If you travel back tens of millions of years to the age of dinosaurs, you may possibly hear a rhythmic musical croaking from marshy ponds or even under your feet. And if you look closely you would probably find the common frog goggling away at you.
Amazing isn’t it? Not many people know how ancient frogs are. Scientists have traced their ancestry to 200 million years and found that these animals haven’t changed in the least!
Frogs are amphibians. That is, they can live both in water and on land. This gives them an advantage over other animals. If there is food scarcity or predators on land, they can jump into the water and if they want to catch juicy flies they can hop back on to land.
Like other amphibians, frogs are cold-blooded and prefer to live in moist climates. This means that they can regulate their body temperatures with the surrounding temperature. If it becomes too cold, some frogs burrow underground or in the mud at the bottom of marshy ponds. They can survive in a frozen state for weeks and months.
But is there a difference between frogs and toads? Technically, toads are frogs and both are classified under the order Anura. Under this group, animals with a dry warty skin with short hind legs are called ‘toads’, while animals with a moist skin and long strong hind legs for swimming and jumping are called ‘frogs’.
However, scientists refer to this group as frogs as there is a very thin line separating the two. For instance, there are certain frogs with a warty skin while some toads have a slimy moist skin.
Both have adapted themselves admirably to their environment. They are found in all continents, from deserts to mountains to the coldest region in the Arctic. Everywhere except Antarctica. The Indian Common Toad has been found in the Himalayas at a height of 8,000 metres (26,000 feet) and the same species has also been spotted inside a coal mine at a depth of 340 m (1,100 ft).
On an average, a frog is more adapted to living on water. They have strong legs with webs between the toes to help them swim. Their two front legs have four toes each, while the hind legs have five toes each. Land dwelling and tree dwelling frogs have shorter hind legs to help them in walking or climbing. Tree frogs have large, round toe pads that have suction cups like lizards, to help them cling to branches or to wet and smooth surfaces.

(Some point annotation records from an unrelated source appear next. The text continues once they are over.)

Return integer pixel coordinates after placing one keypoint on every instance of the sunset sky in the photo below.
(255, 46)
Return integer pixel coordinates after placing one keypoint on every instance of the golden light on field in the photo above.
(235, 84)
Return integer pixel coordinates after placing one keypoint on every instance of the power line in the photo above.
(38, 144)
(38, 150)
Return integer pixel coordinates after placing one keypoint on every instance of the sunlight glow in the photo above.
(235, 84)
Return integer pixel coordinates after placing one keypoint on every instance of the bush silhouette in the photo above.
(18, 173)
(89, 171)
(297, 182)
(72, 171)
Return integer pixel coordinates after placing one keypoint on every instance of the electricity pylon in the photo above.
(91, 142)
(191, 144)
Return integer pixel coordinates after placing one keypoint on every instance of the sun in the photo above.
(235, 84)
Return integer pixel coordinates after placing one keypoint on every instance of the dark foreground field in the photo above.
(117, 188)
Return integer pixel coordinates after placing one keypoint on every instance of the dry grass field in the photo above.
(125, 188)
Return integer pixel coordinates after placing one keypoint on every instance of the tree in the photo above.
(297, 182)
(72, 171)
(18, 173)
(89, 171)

Some frogs can fly. Well, not exactly fly, but glide. The Malayan flying frog and the Indian flying frog use their webbed feet as a parachute to glide from a treetop to the base of another tree.

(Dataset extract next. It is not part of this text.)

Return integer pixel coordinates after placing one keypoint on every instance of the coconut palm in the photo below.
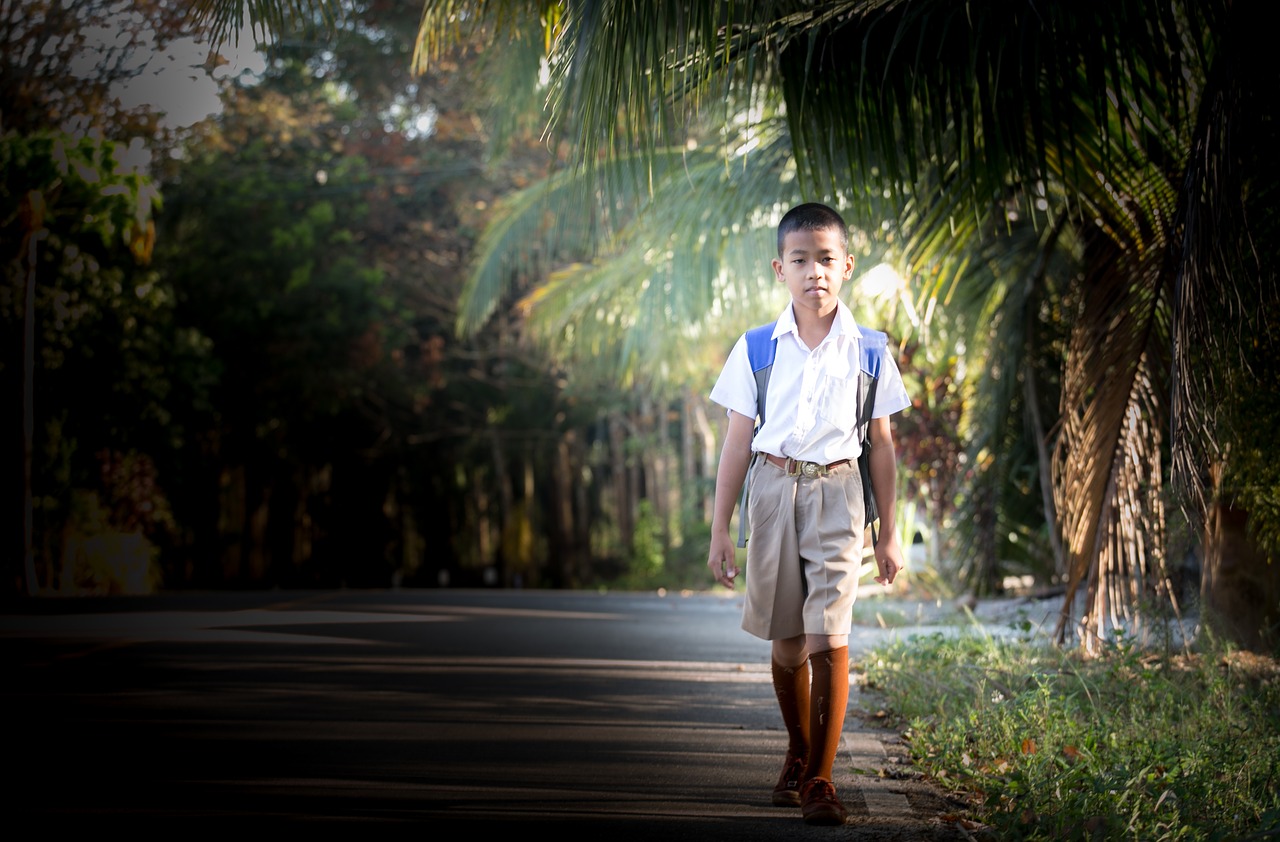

Frogs are voracious eaters, eating anything they find from insects and shrews to worms and smaller fish. Some frogs are vegetarians like the Indian Green Frog that eats leaves or vegetable matter, while the Indian Bull Frog is reported to eat mice, birds, other frogs and even snakes!

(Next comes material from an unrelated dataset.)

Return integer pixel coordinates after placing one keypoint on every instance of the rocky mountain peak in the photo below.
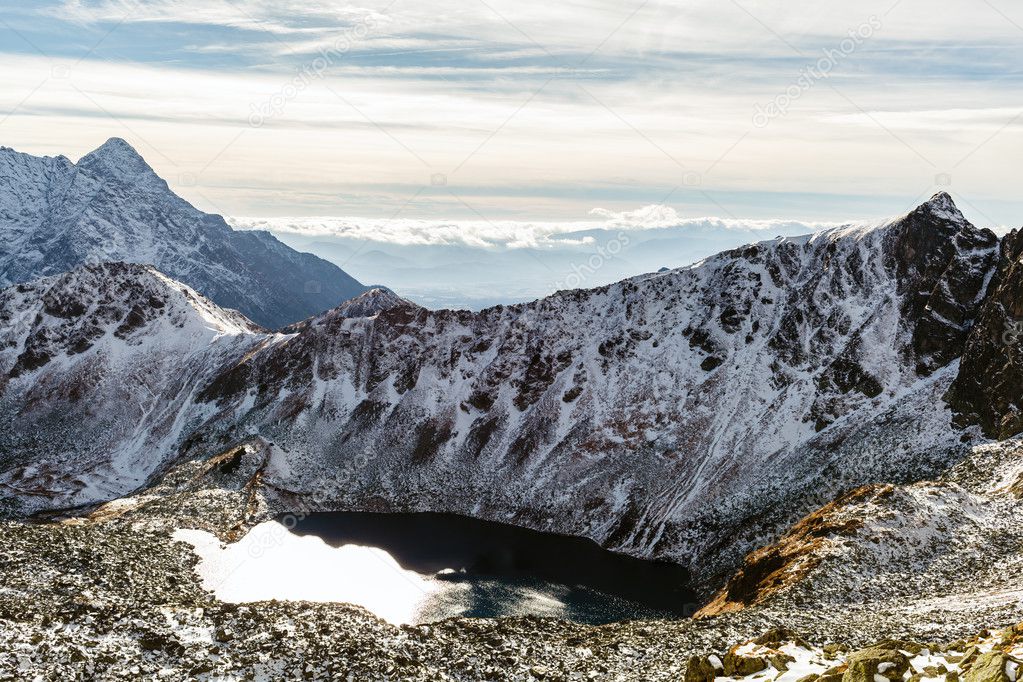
(942, 207)
(371, 303)
(117, 156)
(112, 206)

Both frogs and toads try to blend into the surroundings they are found in. And become near invisible among the leaves and marshes unless you look very closely. However, some frogs of Central and South America do not want to camouflage themselves and instead are brilliantly coloured in yellow, orange and red. This colouring is a warning to their natural enemies to avoid eating them, as they are sometimes poisonous.
It is interesting to note that there are many non-poisonous frogs that try to bluff their way through with similar colouring. Since predators avoid attacking the poisonous frogs, these non-poisonous animals too escape.
Though these creatures look ugly and repulsive, frogs are very useful to mankind as they eat insects, particularly mosquitoes and flies, that we consider pests. However, their most important contribution is the secretion of certain chemical compounds from their skin.
Some chemicals were recently isolated from the skin of a South American frog which led to the discovery of a painkiller that is more powerful than morphine but less addictive.